But it ain't like that
WHEN the story initially broke on the morning of February 25 of the siege at BDR headquarters there was instant reaction among a considerable segment of the commentariat (and among significant sections of the general public as well) of qualified support for the mutineers and of solidarity with their ostensible cause.
The story was immediately and unquestioningly positioned within the framework of class struggle, and the initial responses to the incident for the most part uncritically adopted this framework as the prism through which to understand the incident and as the basis for analysis.
It is true that this framing of the incident was helped along by remarkably sympathetic coverage by the television stations, though I do think that some of the accusations that have been leveled against the stations have been a little unfair (it is incorrect to suggest, for instance, that no reporter thought to ask about the safety of the hostages).
But there can be no question that the images on television of the mutineers with red bandanas covering the lower half of their faces, brandishing weapons and shouting slogans, immediately seemed to give credence to the initial framing of the story as class revolt.
I recall listening to an older mutineer responding to the question as to what the mutineers wanted by explaining quietly (most of those seen on TV were clearly worked up and agitated) and with dignity: BDR sena bahinir niyontrone ar cholte raji na (BDR is no longer willing to run under the control of the army).
Commentators both on-line and on TV sagely pointed out the working class cadences and regional accents of the mutineers that we are unaccustomed to hearing on national television and expounded at length on the genuine grievances of the BDR jawans and how their concerns had long been neglected by the officer corps.
Stories were spread about the corruption of the army officers commanding BDR, the BDR daal-bhaat program was reviled as a titanic den of corruption that had led to the plundering of the public coffers at the expense of the starving masses, and vicious and utterly unfounded accusations were traded about the honesty of the head of the force.
Now that the dust has settled, the siege is over, the investigation is underway, and we are left to count the dead and mourn, we know that the mutiny was no class struggle, that it was no blow for the rights of the marginalised and dispossessed, that it was not the first shot in a revolution that would bring justice and equality to this hapless land of ours.
I do not discount the possibility that significant numbers of the mutineers were duped into believing that they were taking part in just such an uprising, nor that there are genuine grievances that exist with respect to conditions of service and lack of opportunity for jawans to rise through the ranks to a senior command post.
But let's get one thing straight. The mutiny and massacre was no people's revolution. Not every uprising of the subaltern against his or her ostensible oppressor is a noble tale of resistance and insurrection.
Sometimes those rising up in arms are not romantic revolutionaries striking a blow for the oppressed everywhere, but murderous thugs, and sometimes those against whom they have risen are not heartless oppressors who glory in grinding down their charges under the heels of their jackboots, but decent and conscientious men and women who have committed no crime or wrong.
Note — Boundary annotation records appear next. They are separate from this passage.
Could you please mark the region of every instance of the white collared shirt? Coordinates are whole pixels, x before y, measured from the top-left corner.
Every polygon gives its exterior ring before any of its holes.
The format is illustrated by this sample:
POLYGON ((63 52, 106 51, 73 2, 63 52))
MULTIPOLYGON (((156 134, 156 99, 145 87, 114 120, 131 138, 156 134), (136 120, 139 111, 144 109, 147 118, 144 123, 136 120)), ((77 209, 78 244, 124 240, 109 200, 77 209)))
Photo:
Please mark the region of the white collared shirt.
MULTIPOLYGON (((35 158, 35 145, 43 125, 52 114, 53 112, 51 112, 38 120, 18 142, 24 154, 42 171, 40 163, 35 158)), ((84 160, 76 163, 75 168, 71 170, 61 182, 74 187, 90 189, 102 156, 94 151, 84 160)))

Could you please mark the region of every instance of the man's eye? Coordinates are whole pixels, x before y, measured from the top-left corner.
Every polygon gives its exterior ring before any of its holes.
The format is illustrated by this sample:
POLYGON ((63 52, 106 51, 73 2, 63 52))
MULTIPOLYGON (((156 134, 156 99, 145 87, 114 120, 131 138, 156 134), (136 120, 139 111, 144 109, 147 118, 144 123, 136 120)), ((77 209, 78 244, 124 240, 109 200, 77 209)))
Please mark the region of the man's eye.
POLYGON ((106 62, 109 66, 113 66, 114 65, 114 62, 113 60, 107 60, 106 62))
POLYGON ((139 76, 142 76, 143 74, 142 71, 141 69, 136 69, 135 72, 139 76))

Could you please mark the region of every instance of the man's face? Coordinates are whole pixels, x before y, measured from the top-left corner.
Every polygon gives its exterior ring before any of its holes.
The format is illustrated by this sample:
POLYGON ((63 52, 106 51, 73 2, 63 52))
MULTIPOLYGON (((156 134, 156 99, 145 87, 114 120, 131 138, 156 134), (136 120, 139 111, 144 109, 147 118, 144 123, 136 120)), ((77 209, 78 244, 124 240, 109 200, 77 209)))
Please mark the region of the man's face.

We still seem to have a predilection towards looking at everything through the prism of class. But, at least in this instance, that isn't a relevant or helpful narrative for framing the issue.
My beef with the framing is two-fold.
In the first place, focusing on the class struggle element of the massacre is a red herring that can only, in the final analysis, distract us from the true cause of the massacre and the more serious tensions and fissures in our society that it was a part of.
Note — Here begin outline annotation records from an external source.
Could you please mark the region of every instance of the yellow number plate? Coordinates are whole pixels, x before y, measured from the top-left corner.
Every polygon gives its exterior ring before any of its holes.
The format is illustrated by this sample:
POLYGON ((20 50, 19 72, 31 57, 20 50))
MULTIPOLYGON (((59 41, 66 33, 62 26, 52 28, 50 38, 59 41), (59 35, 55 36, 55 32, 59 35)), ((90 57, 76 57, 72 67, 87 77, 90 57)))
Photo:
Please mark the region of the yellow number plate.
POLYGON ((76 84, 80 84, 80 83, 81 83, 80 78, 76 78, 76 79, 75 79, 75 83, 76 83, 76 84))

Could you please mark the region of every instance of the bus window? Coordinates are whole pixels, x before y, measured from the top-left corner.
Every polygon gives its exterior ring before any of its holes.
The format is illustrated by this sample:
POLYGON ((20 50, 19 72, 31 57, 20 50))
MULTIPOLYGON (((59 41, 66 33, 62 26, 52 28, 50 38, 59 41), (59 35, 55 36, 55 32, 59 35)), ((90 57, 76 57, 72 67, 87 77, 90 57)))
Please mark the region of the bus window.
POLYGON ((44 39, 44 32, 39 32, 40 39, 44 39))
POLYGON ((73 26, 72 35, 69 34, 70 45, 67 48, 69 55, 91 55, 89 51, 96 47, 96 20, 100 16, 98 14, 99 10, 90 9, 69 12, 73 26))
But, even worse, what we had here was the cynical co-option of the language and tropes of dispossession in the service of creating a cover narrative meant to misdirect attention.
Not only was the mutiny not an uprising, it cloaked itself in such garb only in order to dupe the gullible into taking part and to obscure the true motives of the perpetrators.
This being the case, even raising the class issue in one's post-facto analysis of the incident is not merely misdiagnosis of the root cause of the crisis, but in fact furthers the cynical co-option of the class struggle trope advanced by those who were behind the massacre.